Porque nadie saca pecho, nadie puede decir con seguridad qué pasará con este Acuerdo de hoy a unos meses, nadie en el fondo tiene la certeza de que lo firmado sea “Estable y Duradero”.
Esperanza
Y sin embargo, ahí está la esperanza. Otra marca indeleble del espíritu colombiano. Quizá esta vez sí sea. Quizá este acto del 24 de noviembre del 2016, tan austero, tan corto, tan sin brillo, resulte el efectivo, el que acabe de una buena vez con la manía de dirimir los conflictos a machete o a balazos y nos marque la senda para construir un país en que sea más fácil y más seguro vivir.
Para justificar esa esperanza, Rodrigo Londoño, en su discurso, volvió a pedir perdón a las víctimas de las Farc, manifestó respeto por sus adversarios y remató con una invitación “a convivir en la diferencia, a que nunca más haya un muerto por causas políticas y a que la palabra sea la única arma que nos permitamos usar los colombianos”.
También lo hicieron las palabras del presidente, Juan Manuel Santos, unos minutos más tarde: “Veamos en este un momento de cambio, de transformación, que nos permita creer en un mejor mañana, no con la exigencia de lo inalcanzable, sino con la certeza de lo posible. Trabajemos juntos, superemos las diferencias, démonos la oportunidad de convertir este sueño en realidad”.

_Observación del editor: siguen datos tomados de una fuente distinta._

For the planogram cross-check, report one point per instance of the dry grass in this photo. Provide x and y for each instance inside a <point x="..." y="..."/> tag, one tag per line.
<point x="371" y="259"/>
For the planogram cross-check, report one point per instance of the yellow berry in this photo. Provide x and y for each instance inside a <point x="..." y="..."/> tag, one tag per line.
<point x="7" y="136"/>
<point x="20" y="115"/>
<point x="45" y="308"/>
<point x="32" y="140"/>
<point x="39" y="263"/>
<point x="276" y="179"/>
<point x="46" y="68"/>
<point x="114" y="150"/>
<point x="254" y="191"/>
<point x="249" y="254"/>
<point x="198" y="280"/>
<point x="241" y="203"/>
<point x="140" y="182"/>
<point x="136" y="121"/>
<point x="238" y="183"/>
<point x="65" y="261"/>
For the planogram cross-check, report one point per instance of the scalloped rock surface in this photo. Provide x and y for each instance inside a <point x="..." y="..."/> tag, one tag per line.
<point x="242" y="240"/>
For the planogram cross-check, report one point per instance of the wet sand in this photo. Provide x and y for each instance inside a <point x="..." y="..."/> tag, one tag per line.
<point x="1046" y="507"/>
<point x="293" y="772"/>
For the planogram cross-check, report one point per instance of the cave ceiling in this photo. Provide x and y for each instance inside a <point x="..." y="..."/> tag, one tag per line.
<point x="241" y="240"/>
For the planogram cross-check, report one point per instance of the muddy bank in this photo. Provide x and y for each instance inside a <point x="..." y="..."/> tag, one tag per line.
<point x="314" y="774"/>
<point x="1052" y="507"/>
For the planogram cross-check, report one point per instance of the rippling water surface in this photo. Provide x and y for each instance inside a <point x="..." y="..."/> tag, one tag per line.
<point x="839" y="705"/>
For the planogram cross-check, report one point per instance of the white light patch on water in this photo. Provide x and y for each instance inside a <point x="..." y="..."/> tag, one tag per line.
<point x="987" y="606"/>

Y siguió alimentándola la voz y la cadencia de Cecilia Silva Caraballo, la cartagenera que cerró el acto de firma de la paz con otro toque cultural bien colombiano en el escenario del Colón. Porque cuando cantó Violencia, la cumbia de José Barros, nos volvió a acordar que Colombia es un país tejido por sus tragedias, sus talentos y sus esperanzas sin límites.
Destacado
800 personas presenciaron en el Teatro Colón de Bogotá la firma del segundo Acuerdo Final de Paz con las Farc. El acto duró solo 45 minutos.